Halifax did not fare well in the eyes of the Carlins:
This is as good a time as any to pay a tribute to Halifax — the finest departure point anyone ever had. I’d gladly leave Halifax any time for anywhere in anything. The city glows with the same rich, warm flame of enlightened liberalism which lit medieval Aberdeen. In two years there, we entered only seven private homes, not more than two of which we are likely to see again.
Once the major voyage-ending bugs were worked out of Half-Safe’s systems — and there were a large number of them, mostly involving different methods for carrying fuel — the Carlins set off for the Azores from Halifax on July 19, 1950.
Their plan was to head for Flores; they arrived there 32 days later, having travelled through a hurricane, the jeep pummelled almost to the breaking point, having suffered tremendous seasickness (especially Elinore) and, one would imagine, testing their marriage severely.

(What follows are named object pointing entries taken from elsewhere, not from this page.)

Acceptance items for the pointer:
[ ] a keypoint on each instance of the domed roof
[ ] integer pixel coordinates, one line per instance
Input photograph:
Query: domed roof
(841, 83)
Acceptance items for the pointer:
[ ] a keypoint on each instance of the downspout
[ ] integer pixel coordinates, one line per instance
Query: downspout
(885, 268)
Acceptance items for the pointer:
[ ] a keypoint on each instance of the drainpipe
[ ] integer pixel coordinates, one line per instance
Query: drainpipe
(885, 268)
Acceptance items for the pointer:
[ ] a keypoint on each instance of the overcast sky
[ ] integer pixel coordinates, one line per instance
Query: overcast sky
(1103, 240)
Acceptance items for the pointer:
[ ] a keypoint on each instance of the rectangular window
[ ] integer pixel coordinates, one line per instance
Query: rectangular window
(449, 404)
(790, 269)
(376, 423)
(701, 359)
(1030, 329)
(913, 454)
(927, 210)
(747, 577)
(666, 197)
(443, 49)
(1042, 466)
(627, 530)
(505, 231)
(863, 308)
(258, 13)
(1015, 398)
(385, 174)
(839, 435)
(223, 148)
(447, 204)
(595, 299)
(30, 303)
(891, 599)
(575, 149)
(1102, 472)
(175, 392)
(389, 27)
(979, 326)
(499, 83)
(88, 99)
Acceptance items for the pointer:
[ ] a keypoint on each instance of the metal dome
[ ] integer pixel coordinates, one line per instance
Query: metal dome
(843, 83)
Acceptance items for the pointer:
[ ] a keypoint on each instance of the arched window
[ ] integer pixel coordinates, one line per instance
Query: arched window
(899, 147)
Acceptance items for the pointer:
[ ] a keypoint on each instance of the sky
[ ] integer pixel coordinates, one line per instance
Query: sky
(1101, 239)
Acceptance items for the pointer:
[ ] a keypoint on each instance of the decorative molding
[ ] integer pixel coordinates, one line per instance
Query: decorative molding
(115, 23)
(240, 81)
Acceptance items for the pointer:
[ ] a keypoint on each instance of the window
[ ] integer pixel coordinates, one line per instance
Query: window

From the Azores they steamed to Madeira, and then made land at Africa at Cap Juby before driving overland through Agadir, Casablanca, Gibraltar, Lison, Madrid, Paris, Brussels, Denmark, Sweden, London and finally Birmingham, where they arrived on New Years Day, 1952.
Despite their adventures at sea, the voyage overland was perhaps more challenging that the one over sea, mostly because of the variety of borders to cross, breakdowns of the jeep, and the need to hold shows to raise money to support the trip.
The Carlins weren’t rich, and although there was some sponsorship from a North American magazine, and the promise of more from other sources, not more than once they were down to their last dollar and had to pawn their movie camera, or sell surplus fuel to continue on.
Carlin is a witty writer, and the book is a rollicking good tale of adventure, and contains considerable technical details of their voyage.
While the voyage the book relates ends in England, Carlin did, in fact, continue onwards from there, and this helpful Australian website contains a brief summary of that voyage. The tale of this second leg of the voyage is available as The Other Half of Half-Safe, which can be purchased from Carlin’s alma mater, Guildford Grammar School, which has a page devoted to Carlin’s adventures. The school is also the final resting place of the jeep Half-Safe where it is, says the school, “displayed prominently within the grounds.”
Interestingly, Carlin’s second voyage took place at the same time as the Oxford and Cambridge Far Eastern Expedition, although, as this commentator notes, “So, there were two overland expeditions in southern Burma at the same time. Both expeditions wrote up their adventures, yet neither mentions the other.”
Carlin continued on around the world, and ended up back in Montreal on May 12, 1958, almost eight years after starting out.
I purchased Half-Safe used from a bookseller in the U.S. using abebooks.com. It is out of print, but many other used copies are available for sale there.
Book Information: Carlin, Ben. (1955), Half-Safe: Across the Alantic By Jeep, Andre Deutsch, London.